Labour costs and supply were issues common to NZ, California, Scotland and Europe, Lucie said. The availability of cheap labour had been impacted by the Covid pandemic and in Scotland, also by Brexit, where farmers were now relying on a domestic labour force, which often proved unreliable. This had added impetus to the need for innovation, including robotic harvesting, an area NZ tech companies could benefit from, she said.
However, NZ tech companies should not try to ‘go it alone’. Her recommendation was to work globally and build relationships with other countries and tech companies to meet the needs of a rapidly changing world. Lucie said NZ should focus on producing high-quality, premium foods for the world, rather than compete in the commodity space. She also believed the dairy and meat industry had a strong future.

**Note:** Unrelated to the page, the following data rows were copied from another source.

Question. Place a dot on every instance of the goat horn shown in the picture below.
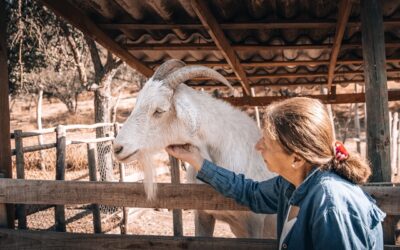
(190, 72)
(167, 68)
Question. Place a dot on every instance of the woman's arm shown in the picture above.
(260, 197)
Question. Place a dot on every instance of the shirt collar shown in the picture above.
(297, 194)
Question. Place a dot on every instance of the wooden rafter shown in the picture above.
(87, 26)
(300, 75)
(394, 95)
(311, 83)
(343, 16)
(215, 31)
(258, 47)
(267, 24)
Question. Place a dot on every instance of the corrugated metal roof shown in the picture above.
(149, 45)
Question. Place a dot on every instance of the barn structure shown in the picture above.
(254, 44)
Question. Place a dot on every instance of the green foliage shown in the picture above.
(38, 45)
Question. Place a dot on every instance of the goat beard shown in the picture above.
(147, 165)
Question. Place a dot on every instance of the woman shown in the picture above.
(316, 195)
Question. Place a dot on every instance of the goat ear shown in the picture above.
(188, 114)
(167, 68)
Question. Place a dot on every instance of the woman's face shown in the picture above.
(275, 157)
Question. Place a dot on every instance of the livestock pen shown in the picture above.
(256, 45)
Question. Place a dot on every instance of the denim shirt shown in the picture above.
(334, 213)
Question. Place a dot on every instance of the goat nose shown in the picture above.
(118, 149)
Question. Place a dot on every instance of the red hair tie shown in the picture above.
(341, 153)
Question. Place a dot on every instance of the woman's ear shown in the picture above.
(298, 161)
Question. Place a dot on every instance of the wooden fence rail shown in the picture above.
(171, 196)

“It’s my personal view that animal farming is not a sunset industry. Its future is as a niche industry in the premium space. People may not be able to afford to eat meat every day, but meat will not go away. Humans have eaten meat ever since we have been on the planet.”
HARVESTING the bugs
IT’S AROUND 10,000 YEARS since animals were first domesticated, but now scientists in the United States are working to domesticate microbes to produce food for humans.

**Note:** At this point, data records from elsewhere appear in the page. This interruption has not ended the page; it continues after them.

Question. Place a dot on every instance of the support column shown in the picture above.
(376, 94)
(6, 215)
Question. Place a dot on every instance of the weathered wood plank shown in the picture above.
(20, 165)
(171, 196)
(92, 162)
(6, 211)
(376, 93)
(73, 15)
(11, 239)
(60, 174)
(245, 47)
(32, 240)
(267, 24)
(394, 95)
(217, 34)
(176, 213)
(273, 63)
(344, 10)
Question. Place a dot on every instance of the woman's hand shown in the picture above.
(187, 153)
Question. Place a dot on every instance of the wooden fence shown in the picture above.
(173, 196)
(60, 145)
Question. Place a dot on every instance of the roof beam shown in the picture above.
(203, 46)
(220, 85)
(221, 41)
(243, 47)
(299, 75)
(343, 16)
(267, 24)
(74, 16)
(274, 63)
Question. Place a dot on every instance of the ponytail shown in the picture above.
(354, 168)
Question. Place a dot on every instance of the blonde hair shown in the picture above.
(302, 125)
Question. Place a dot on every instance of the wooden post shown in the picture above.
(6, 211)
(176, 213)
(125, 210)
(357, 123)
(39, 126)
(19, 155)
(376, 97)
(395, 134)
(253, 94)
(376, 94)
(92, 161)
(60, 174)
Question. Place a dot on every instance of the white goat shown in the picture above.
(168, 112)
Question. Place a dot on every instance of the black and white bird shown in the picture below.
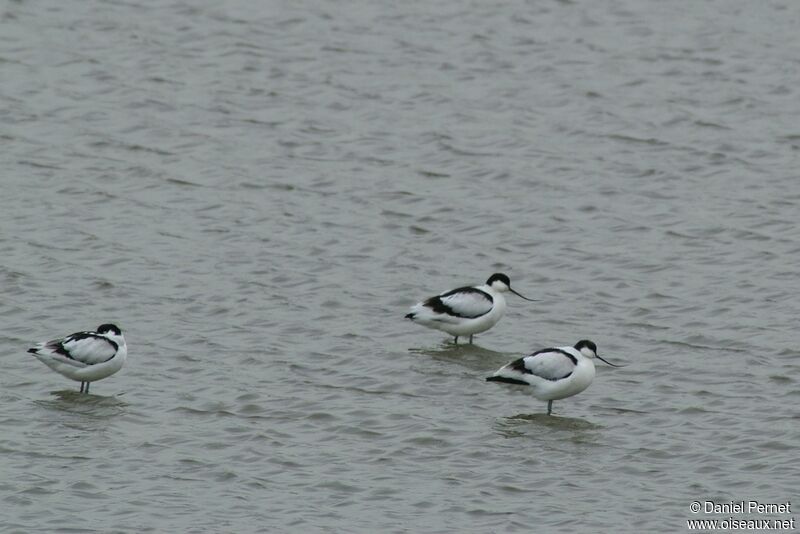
(554, 373)
(465, 311)
(85, 356)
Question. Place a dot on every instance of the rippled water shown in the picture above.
(256, 192)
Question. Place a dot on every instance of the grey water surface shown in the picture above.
(257, 191)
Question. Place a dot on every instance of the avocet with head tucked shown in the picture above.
(465, 311)
(555, 373)
(85, 356)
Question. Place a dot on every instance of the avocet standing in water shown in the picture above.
(465, 311)
(555, 373)
(85, 356)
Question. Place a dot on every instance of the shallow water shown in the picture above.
(256, 192)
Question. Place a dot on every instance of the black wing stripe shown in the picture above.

Lucie Douma, 2022 Nuffield New Zealand Farming Scholar and Ministry for Primary Industry’s Covid recovery and supply chain manager, told those who attended the AgriTech New Zealand online webinar in February that this ‘sci-fi’ approach to food security was under development now.

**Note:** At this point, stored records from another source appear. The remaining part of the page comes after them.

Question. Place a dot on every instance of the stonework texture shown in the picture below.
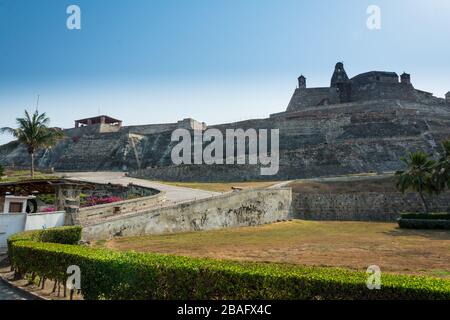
(236, 209)
(360, 124)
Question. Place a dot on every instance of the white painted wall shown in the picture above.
(10, 224)
(37, 221)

“The USA’s Defence Advanced Research Projects Agency (DARPA) has a project called, Cornucopia, using microbes, water and electricity to produce nutritionally balanced food. Its stated aim is for every household to eventually have its own little device to produce food,” she said.
“Cornucopia seeks to enable deployable, on-demand production of appetizing, microbial-origin food starting from water, air, and electricity with minimal to no supplementation,” the DARPA website says.
“If successful, the programme could significantly reduce the logistical burden of food transportation associated with deployed military operations and humanitarian assistance and disaster relief (HADR) operations.
“To address vulnerabilities in food supply chains across a variety of operational and humanitarian scenarios, Cornucopia will demonstrate the capacity to produce all four human dietary macronutrients (protein, carbohydrate, fat, and dietary fibre) in ratios that target Military Dietary Reference Intake (MDRI) daily requirements for complete nutrition. Outputs will be in multiple food formats (e.g., shake, bar, gel, jerky) that meet military nutritional standards and palatability requirements in a system minimising inputs, handling, and footprint.
“Cornucopia is a four-year programme with three focus areas: domestication of microbes for human consumption; tailorability of microbial-origin food for different flavours, formats and nutritional composition; and integrated system demonstrations benchmarked by two military use cases, a small forward-operating military unit in austere conditions and a HADR scenario.”